For patients who cannot be on systemic immunosuppression for other health reasons such as diabetes or cancer, they may require an artificial corneal transplantation. The artificial corneal transplantation is reserved as a last step for visual rehabilitation in these eyes. The only artificial cornea that has shown potential, is the Boston keratoprosthesis. Even this artificial cornea carries a high risk for infection and glaucoma. Very close monitoring of eyes that have an artificial cornea is required to monitor for infection and glaucoma progression.

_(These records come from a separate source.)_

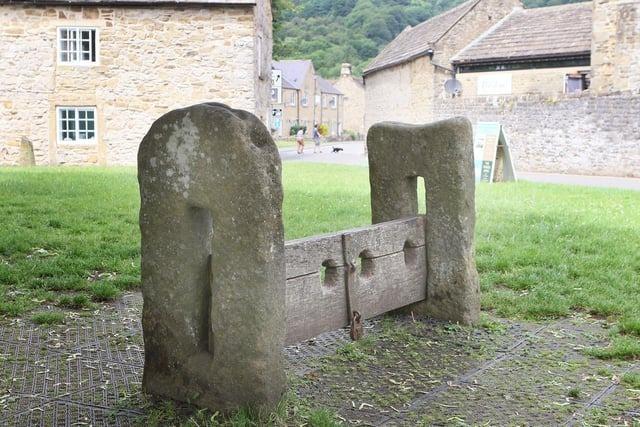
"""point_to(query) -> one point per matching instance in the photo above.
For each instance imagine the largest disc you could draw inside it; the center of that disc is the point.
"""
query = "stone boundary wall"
(572, 134)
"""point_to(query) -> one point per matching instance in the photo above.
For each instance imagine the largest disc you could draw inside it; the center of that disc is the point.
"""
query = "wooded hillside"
(331, 32)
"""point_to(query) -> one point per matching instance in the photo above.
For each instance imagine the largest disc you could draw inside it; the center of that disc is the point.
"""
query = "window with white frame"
(333, 101)
(77, 124)
(77, 45)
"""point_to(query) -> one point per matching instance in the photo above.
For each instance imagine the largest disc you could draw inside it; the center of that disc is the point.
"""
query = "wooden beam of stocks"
(391, 261)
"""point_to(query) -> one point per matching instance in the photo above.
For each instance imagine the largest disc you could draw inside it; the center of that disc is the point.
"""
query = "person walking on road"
(316, 139)
(300, 141)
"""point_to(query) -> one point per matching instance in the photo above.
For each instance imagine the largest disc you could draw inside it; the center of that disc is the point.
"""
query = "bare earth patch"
(88, 371)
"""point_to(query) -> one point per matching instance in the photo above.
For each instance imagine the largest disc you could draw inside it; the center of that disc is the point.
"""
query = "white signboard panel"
(495, 84)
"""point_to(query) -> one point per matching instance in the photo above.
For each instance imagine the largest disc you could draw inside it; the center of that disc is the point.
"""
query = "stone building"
(542, 51)
(353, 89)
(615, 54)
(303, 99)
(401, 81)
(563, 80)
(84, 80)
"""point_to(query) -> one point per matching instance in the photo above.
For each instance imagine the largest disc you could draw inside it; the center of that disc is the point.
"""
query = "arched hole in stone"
(329, 275)
(410, 253)
(365, 265)
(200, 239)
(422, 198)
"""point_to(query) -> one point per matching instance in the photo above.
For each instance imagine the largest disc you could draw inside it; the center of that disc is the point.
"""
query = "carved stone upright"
(441, 153)
(212, 259)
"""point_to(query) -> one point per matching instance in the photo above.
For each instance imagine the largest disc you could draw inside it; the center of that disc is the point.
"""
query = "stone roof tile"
(130, 2)
(546, 32)
(413, 42)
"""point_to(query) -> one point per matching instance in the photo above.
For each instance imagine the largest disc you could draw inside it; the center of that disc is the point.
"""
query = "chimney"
(346, 70)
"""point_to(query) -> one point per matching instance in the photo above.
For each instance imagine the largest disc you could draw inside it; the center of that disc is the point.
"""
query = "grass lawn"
(69, 238)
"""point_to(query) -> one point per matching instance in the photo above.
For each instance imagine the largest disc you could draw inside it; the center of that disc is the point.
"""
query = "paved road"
(353, 154)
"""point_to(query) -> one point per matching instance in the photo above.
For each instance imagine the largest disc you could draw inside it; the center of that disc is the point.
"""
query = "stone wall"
(353, 91)
(400, 93)
(615, 50)
(541, 81)
(569, 134)
(404, 92)
(150, 61)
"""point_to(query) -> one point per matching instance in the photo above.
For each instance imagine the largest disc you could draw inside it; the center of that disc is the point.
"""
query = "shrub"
(48, 318)
(74, 302)
(104, 292)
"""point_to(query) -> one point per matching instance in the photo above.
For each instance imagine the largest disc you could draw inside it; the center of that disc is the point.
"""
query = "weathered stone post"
(442, 153)
(212, 259)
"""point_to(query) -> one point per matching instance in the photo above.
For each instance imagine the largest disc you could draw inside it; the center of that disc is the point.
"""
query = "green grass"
(632, 379)
(47, 318)
(74, 302)
(542, 251)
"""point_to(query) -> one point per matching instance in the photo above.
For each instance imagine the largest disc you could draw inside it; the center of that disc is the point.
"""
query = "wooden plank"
(391, 285)
(390, 277)
(385, 238)
(305, 256)
(313, 307)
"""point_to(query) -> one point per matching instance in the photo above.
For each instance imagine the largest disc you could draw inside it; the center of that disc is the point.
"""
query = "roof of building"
(325, 86)
(416, 41)
(286, 84)
(546, 32)
(131, 2)
(294, 71)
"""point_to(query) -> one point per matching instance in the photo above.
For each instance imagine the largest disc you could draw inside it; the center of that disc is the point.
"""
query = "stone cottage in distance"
(83, 80)
(303, 98)
(563, 80)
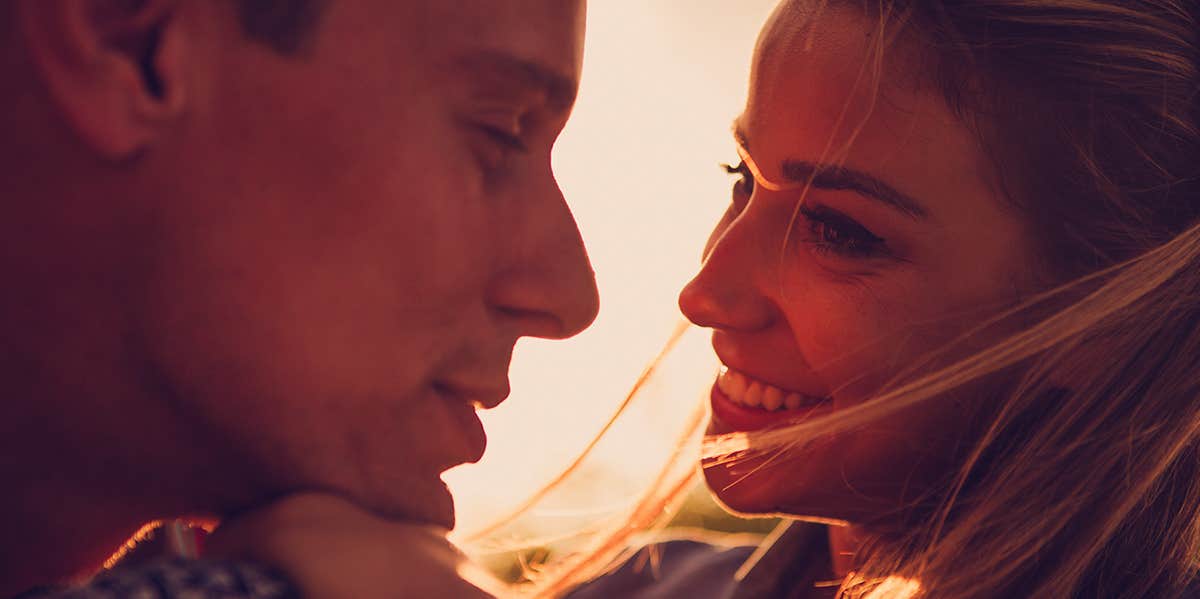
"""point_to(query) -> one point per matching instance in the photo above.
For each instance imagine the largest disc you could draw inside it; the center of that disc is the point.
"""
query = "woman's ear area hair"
(114, 69)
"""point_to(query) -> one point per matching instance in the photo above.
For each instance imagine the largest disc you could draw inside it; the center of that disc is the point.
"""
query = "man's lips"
(463, 411)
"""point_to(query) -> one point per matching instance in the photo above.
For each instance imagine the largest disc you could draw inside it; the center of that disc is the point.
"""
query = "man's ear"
(113, 67)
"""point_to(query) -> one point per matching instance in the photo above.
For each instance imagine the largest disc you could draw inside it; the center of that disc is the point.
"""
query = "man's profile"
(261, 247)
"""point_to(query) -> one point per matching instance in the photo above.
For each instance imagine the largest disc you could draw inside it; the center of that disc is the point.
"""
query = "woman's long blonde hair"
(1086, 480)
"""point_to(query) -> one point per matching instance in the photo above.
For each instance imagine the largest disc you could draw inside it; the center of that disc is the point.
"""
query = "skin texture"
(811, 313)
(232, 275)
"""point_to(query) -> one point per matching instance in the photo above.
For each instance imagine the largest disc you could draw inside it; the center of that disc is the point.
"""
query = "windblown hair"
(286, 25)
(1086, 480)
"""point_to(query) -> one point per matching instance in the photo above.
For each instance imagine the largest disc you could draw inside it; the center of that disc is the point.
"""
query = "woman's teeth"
(756, 394)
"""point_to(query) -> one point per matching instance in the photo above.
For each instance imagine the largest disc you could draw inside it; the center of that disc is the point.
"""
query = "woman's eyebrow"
(834, 178)
(828, 177)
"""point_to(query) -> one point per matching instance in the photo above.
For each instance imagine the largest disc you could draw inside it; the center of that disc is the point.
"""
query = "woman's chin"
(765, 493)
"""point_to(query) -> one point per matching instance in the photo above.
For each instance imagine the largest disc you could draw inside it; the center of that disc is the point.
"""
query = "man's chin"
(430, 504)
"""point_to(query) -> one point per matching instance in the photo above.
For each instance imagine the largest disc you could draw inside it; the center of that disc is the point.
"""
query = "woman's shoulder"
(689, 565)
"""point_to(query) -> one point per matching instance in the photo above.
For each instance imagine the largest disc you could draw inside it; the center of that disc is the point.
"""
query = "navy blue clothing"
(179, 579)
(699, 570)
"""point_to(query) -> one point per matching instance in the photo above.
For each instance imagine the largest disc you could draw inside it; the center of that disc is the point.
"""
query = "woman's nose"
(725, 293)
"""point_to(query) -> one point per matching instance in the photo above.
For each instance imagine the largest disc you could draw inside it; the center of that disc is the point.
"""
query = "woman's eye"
(743, 187)
(835, 233)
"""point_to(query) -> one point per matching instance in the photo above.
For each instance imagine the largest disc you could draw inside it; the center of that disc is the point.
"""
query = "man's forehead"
(547, 34)
(504, 69)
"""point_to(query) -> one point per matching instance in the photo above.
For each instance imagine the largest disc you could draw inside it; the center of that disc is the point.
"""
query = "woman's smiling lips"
(742, 402)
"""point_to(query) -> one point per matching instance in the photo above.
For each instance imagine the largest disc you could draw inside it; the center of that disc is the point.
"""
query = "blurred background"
(639, 163)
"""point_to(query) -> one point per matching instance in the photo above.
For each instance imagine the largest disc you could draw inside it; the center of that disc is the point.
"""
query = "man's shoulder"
(171, 579)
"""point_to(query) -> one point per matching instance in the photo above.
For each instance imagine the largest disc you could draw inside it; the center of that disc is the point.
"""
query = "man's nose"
(550, 288)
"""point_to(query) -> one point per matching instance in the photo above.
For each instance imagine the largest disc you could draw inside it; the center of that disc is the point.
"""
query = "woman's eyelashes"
(828, 232)
(834, 233)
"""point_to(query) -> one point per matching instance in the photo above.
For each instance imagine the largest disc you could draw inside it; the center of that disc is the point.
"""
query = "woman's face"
(893, 253)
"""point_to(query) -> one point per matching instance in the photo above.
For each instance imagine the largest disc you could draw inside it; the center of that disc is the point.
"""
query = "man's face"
(347, 244)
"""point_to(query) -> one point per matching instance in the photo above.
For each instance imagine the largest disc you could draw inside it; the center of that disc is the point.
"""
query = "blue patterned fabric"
(179, 579)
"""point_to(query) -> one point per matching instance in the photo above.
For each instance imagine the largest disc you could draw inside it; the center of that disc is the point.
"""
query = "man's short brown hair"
(286, 25)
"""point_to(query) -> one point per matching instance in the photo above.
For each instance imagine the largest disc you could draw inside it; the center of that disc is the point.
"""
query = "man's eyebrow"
(559, 89)
(834, 178)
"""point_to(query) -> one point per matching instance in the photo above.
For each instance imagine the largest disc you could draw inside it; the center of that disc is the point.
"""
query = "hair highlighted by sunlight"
(1086, 481)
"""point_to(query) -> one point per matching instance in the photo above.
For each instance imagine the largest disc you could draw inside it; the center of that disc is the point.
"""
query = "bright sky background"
(639, 163)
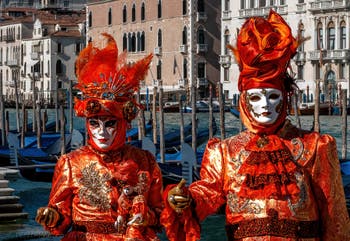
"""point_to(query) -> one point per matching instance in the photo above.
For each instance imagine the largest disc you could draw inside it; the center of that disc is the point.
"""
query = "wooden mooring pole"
(161, 126)
(344, 124)
(317, 107)
(154, 115)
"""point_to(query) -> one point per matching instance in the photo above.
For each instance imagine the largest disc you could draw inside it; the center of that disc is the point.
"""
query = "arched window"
(319, 37)
(159, 8)
(159, 38)
(125, 42)
(138, 41)
(184, 36)
(184, 7)
(90, 19)
(342, 44)
(142, 11)
(133, 43)
(109, 16)
(143, 41)
(129, 43)
(262, 3)
(301, 33)
(200, 6)
(330, 87)
(226, 40)
(133, 13)
(124, 14)
(330, 36)
(159, 70)
(184, 67)
(242, 4)
(201, 38)
(59, 67)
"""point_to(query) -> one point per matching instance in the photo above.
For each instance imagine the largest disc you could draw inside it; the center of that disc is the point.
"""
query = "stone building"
(324, 57)
(184, 37)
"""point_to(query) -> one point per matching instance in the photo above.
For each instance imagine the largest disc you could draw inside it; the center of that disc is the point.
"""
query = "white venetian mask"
(103, 130)
(264, 104)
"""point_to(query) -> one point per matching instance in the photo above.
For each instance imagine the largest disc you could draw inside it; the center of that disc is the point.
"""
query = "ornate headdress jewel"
(104, 76)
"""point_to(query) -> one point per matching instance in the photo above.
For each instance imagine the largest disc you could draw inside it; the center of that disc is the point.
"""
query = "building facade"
(324, 57)
(38, 53)
(184, 37)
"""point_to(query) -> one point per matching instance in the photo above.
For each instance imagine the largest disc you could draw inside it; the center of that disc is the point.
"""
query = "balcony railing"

However these eyes do not require systemic immunosuppression.

Eye with Boston keratoprosthesis
Eye with Boston keratoprosthesis


The management of eyes with severe ocular surface disease is a difficult one for the cornea specialist. A subspecialist in severe ocular surface disease and limbal stem cell transplantation is required to manage these very sick eyes. At the Gavin Herbert Eye Institute, we have developed a team approach for the management of severe ocular surface disease patients and have successfully treated and are managing many patients who have otherwise no place to go.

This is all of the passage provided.